Big Endian vs Little Endian

  • These are ways to store numbers or data in memory addresses.
  • If two computers (one big-endian and other little-endian) exchange binary data without conversion, they’ll misrepresent values.
  • Big-endian(Big End First) -> most significant byte is stored at the lowest memory address
  • You write it normally -> 1 2 3 4 (left-to-right)
  • example: If we want to store 0x1234567: 
    Adress: 0x100 0x101 0x102 0x103
Data:   12    34    56    78
    • 0x100 is our lowest memory address, hence from “0x12345678”, we take it as normal, just as from left-to-right.
  • Little-endian(Little End First) -> least significant byte is stored to the lowest memory address.

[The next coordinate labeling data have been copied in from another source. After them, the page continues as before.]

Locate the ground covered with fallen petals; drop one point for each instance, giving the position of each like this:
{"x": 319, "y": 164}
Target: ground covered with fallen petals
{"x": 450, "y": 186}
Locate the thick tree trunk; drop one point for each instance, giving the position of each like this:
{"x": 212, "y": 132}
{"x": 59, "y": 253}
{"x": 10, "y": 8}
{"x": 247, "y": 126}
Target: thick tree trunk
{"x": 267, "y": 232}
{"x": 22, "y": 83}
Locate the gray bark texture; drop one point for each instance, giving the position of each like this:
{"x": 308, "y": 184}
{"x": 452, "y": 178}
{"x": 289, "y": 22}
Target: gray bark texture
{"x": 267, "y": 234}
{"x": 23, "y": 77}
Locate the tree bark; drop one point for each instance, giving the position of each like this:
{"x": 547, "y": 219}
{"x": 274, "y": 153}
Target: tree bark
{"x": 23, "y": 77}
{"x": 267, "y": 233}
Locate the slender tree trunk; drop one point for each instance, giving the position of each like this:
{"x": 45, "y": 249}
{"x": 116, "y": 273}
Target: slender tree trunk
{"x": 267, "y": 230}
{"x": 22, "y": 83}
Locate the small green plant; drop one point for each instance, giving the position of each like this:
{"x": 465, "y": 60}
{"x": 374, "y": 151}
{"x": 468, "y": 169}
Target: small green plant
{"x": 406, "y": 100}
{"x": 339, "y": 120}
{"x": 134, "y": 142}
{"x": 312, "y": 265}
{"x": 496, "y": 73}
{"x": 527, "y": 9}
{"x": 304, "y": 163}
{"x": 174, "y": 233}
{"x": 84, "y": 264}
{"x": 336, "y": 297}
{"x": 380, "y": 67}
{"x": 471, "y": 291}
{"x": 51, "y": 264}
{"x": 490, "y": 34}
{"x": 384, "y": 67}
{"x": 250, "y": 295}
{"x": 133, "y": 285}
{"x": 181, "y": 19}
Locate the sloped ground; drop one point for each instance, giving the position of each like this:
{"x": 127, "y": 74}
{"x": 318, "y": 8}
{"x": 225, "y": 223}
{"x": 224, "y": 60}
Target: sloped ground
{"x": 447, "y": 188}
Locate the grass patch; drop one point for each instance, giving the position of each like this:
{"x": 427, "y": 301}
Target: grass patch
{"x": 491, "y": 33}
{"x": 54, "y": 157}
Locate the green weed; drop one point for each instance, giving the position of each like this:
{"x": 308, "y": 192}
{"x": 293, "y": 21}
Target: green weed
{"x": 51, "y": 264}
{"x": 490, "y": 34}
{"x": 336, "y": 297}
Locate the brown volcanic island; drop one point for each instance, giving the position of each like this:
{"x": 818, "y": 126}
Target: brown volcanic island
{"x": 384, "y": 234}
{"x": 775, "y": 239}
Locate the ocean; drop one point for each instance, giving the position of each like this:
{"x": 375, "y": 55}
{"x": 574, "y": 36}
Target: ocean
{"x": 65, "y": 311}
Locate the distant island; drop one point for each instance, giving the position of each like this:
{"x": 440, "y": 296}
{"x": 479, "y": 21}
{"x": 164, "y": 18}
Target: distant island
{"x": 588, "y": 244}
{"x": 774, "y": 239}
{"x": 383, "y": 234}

  • example: If we want to store 0x12345678:
  • Here, we reverse the order(right-to-left) 
    Address: 0x100 0x101 0x102 0x103
Data:    78    56    34    12
    • 0x100 is the lowest-memory, hence from “0x12345678”, we reverse it(from right-to-left).
  • Another Example:
  • Let’s use a 16-bit word as example , (0xFEED) in this case.
  • Let’s also assume we are storing this word starting at address 0x4000.
  • Big-Endian: 
    Address: 0x4000 0x4001
Data:    FE     ED
  • Little-Endian: 
    Address: 0x4000 0x4001
Data:    ED     FE
  • Big Endian is commonly used in Networking application, while Little Endian is most commonly used in processors.